High evidence, high agreement

There is high confidence in observational evidence for mean sea levels and sea-level extremes. There is now firm evidence that the rate of sea level rise (both for the UK and globally) was higher overall in the 20th century than the 19th.

What could happen in the future?
  • For London, the central estimate projection of sea-level rise for 2100 ranges from 0.45–0.78m, depending on the greenhouse gas emissions scenario. Estimates for other capital cities are: Cardiff 0.43–0.76m; Belfast 0.26–0.58m and Edinburgh 0.23–0.54m. 
  • Increases in future extreme sea levels and flooding will be driven by mean sea-level changes, rather than changes in storm surges. 

Medium evidence, high agreement

The UKCP18 sea level projections are a considerable improvement over previous outputs, with better representation of ice sheet processes, improved ‘downscaling’ for the UK, and a more reliable estimate of the pattern of sea-level change caused by the Earths’ elastic response to the last de-glaciation.

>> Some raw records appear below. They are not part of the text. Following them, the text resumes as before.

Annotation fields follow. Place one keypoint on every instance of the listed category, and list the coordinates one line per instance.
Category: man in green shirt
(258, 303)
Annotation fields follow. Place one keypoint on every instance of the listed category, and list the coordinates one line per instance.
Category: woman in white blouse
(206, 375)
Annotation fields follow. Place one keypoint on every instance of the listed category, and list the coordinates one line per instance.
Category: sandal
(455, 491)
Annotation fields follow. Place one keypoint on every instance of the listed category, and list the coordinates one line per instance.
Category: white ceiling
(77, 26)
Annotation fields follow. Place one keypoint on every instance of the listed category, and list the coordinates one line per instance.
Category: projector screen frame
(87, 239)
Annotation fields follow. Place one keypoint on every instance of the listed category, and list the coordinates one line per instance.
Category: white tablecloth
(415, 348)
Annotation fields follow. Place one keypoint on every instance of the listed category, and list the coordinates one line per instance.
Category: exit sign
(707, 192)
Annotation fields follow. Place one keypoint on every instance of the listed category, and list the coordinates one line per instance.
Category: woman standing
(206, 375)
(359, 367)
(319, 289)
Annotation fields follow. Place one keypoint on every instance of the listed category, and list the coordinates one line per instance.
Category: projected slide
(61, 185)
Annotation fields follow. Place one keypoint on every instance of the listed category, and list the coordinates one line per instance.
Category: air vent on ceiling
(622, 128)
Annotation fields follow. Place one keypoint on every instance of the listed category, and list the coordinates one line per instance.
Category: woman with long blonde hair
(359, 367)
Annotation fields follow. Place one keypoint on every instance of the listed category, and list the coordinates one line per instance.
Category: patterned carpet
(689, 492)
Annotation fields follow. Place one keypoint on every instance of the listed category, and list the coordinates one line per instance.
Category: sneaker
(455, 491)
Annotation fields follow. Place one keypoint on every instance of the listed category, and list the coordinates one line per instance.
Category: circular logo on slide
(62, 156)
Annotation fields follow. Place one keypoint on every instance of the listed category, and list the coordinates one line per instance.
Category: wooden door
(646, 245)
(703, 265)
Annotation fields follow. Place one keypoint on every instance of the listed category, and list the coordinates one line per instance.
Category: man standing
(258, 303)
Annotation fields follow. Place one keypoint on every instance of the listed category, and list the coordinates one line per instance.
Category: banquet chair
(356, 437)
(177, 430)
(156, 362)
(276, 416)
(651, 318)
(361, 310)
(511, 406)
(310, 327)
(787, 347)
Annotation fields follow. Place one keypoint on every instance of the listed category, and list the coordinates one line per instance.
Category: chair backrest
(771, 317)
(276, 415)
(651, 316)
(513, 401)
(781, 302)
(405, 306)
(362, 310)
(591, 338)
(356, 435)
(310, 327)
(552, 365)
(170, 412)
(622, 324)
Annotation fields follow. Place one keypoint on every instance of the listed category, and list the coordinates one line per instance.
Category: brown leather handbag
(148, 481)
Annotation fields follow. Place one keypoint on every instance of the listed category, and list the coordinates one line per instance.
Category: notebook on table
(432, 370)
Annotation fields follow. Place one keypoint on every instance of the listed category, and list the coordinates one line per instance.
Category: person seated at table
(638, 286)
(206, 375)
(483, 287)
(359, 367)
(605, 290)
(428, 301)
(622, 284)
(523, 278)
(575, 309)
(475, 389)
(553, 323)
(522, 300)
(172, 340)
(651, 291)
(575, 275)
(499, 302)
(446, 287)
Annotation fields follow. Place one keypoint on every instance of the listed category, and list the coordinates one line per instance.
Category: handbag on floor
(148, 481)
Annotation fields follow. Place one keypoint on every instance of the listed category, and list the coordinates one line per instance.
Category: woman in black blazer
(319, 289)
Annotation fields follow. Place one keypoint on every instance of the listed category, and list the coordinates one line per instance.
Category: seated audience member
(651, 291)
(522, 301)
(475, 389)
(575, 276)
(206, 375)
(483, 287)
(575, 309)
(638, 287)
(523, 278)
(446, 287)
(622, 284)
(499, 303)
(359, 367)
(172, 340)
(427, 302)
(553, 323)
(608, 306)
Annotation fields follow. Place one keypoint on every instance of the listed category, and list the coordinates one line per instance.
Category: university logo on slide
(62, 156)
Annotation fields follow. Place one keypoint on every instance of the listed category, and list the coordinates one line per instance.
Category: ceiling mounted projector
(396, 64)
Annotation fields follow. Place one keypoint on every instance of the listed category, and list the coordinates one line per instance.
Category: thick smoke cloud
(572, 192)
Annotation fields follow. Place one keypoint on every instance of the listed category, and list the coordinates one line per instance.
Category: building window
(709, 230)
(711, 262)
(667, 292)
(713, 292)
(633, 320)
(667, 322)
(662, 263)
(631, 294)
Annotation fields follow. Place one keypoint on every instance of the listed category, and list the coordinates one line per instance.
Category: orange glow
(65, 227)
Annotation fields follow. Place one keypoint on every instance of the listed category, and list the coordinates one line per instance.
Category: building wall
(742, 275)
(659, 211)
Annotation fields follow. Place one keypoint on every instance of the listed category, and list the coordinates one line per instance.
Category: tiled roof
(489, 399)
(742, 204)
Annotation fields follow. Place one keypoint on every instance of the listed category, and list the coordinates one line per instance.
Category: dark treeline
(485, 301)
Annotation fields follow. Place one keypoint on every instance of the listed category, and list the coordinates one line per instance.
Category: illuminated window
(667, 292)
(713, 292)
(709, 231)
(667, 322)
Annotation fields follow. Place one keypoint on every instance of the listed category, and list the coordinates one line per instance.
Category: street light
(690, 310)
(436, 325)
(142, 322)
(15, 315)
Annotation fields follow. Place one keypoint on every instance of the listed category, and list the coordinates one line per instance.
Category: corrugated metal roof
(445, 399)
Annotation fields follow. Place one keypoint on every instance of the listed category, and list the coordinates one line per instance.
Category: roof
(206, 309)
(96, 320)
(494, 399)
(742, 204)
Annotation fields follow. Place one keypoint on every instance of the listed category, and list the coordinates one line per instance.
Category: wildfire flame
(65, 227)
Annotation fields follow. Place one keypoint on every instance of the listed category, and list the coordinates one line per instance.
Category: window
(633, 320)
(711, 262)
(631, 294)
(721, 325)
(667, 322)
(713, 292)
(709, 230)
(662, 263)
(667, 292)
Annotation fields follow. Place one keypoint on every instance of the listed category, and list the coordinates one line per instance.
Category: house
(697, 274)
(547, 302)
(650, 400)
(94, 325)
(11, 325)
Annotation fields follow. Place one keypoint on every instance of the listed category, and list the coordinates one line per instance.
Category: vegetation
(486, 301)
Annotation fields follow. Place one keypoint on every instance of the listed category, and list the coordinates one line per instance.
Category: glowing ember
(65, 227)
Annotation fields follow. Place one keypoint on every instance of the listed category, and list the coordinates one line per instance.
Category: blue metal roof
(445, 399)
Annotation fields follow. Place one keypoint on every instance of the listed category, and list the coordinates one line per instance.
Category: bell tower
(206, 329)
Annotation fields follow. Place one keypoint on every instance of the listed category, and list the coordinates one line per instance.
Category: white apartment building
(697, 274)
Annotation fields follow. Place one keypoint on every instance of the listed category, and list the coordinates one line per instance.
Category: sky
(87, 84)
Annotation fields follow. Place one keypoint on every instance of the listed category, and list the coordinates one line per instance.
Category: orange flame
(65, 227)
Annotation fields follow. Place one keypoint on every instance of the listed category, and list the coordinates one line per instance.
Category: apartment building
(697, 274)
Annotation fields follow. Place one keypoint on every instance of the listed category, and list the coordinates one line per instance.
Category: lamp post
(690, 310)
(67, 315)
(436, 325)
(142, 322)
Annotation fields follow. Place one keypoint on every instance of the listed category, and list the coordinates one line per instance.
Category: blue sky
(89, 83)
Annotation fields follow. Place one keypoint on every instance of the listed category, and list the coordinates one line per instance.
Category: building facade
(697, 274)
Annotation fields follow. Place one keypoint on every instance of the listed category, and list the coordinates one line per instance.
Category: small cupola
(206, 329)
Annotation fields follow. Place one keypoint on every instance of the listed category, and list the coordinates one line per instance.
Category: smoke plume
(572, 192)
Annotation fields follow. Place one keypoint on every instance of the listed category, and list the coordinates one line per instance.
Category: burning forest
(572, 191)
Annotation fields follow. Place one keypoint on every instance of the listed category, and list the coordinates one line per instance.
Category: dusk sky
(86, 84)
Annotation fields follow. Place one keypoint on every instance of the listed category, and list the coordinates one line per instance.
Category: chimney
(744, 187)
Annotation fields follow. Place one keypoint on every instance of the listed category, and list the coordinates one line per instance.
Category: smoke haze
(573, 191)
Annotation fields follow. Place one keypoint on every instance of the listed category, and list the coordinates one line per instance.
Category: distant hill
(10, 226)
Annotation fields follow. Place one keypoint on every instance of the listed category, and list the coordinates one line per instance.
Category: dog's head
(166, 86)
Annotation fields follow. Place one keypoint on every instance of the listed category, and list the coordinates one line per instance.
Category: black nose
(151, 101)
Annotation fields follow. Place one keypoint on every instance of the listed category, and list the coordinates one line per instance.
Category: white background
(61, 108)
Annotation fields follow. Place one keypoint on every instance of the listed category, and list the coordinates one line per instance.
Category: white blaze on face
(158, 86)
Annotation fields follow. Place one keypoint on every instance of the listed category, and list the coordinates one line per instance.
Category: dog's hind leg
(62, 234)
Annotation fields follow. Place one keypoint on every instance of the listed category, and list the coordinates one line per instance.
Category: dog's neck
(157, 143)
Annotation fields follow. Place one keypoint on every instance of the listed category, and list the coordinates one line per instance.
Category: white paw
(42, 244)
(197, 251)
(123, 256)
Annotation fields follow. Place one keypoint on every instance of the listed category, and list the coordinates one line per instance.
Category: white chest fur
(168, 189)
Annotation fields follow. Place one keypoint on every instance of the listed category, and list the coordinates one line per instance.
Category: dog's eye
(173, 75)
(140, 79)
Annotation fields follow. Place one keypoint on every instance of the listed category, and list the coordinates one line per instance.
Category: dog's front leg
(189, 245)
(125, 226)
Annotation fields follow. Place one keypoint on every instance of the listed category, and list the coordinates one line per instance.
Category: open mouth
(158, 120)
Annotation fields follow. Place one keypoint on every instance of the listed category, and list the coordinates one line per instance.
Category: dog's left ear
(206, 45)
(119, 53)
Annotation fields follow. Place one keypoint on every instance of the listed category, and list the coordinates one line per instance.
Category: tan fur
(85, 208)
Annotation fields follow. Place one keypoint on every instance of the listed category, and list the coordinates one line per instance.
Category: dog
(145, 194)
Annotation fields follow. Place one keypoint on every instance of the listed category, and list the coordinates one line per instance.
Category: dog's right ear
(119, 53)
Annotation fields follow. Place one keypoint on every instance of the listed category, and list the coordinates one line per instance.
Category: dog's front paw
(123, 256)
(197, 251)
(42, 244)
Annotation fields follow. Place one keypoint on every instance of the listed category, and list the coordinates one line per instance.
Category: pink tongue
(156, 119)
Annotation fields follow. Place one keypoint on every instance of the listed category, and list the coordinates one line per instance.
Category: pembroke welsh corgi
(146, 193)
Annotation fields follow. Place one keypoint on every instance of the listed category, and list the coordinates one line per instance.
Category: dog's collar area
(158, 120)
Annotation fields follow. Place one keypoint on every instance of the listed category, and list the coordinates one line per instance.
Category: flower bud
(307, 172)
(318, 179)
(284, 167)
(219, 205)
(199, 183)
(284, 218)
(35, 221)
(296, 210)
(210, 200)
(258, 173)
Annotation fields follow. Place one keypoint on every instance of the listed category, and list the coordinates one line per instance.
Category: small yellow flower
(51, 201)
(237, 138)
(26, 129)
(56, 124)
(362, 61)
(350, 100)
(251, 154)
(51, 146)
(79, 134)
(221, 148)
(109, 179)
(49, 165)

Key Challenges and Emerging Issues
  • Quantifying and constraining high-end scenarios through a better understanding of dynamic ice processes (and their controlling factors).
  • Translating updated sea-level science into resilience planning (e.g., to ensure SMPs are realistic and sustainable in economic, social, and environmental terms). 
  • Understanding how the storm track (position, strength) and its influence on storm surges and extreme water levels will change, with coupling CMIP6 models to storm surge and wave models a priority.